Jackson: Als ich die Songs geschrieben habe, regnete es ständig, und ebenso, als wir das Album aufnahmen. Ich mag Regen. Regen verbinde ich nicht mit Traurigkeit. Dann ist da noch der Song: "A Place in the Rain". Es geht darin darum, dass einen die Welt ankotzt, und man möchte an einen besonderen Ort gehen, der friedlich ist, und das vielleicht mit einer einzigen anderen Person teilen. Und ein Platz an der Sonne ist doch nur ein Klischee. Ein Platz im Regen ist doch schöner.

SZ: Im Song "Citizen Sane" beschweren Sie sich über den Gesundheitswahn...

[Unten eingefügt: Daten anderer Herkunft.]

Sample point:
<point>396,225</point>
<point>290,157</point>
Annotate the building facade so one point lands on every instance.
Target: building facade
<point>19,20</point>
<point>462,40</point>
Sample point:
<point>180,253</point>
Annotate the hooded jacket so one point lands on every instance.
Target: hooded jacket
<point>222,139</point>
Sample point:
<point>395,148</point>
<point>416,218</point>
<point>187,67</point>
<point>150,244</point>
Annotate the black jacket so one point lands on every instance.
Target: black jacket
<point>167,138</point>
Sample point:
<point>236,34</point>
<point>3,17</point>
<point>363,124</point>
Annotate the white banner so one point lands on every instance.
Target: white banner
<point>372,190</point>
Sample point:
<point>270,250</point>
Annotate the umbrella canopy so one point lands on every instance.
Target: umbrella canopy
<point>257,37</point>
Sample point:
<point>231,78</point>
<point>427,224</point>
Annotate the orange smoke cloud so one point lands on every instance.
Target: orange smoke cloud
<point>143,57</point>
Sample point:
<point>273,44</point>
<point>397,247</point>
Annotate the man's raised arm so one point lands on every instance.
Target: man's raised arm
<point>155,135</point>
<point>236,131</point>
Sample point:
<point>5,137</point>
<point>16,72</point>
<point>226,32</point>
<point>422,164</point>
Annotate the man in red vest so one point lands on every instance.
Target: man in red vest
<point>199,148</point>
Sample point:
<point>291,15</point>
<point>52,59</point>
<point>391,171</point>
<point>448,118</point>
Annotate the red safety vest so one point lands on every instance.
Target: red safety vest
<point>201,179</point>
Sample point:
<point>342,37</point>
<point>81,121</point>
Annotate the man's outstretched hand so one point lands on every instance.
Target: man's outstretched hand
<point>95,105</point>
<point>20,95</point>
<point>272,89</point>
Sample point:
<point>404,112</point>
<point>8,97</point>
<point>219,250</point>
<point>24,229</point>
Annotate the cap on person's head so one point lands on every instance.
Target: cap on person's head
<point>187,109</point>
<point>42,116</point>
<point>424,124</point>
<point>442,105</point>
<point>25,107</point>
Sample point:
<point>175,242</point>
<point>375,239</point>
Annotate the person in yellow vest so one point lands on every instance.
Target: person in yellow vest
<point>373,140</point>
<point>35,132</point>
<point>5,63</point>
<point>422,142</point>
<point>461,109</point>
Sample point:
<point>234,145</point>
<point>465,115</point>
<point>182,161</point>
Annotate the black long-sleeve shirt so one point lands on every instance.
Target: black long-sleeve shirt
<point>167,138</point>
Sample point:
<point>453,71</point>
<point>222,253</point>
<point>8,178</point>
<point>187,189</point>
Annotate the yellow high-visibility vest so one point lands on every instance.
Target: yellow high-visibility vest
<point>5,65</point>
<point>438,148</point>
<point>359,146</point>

Jackson: Moment, ich habe nichts dagegen, gesund zu sein. Das Thema wird nur benutzt, um Menschen zu ängstigen und zu kontrollieren. Und das ist ganz und gar nicht gesund. Die Leute, die früher das Sagen hatten, mussten, um die Macht zu behalten, behaupten, dass Gott auf ihrer Seite ist. Oder Karl Marx. Aber das funktioniert heute nicht mehr. Der einzige Weg, Macht zu behalten, ist heute, die Leute zu ängstigen. In Großbritannien hat uns die Regierung nichts Positives mehr zu geben. Alles was sie können, ist Ängste zu schüren und zu behaupten, sie könnten uns beschützen. Das verwandelt Erwachsene zurück in Kinder. Und es nimmt dem Leben den ganzen Spaß.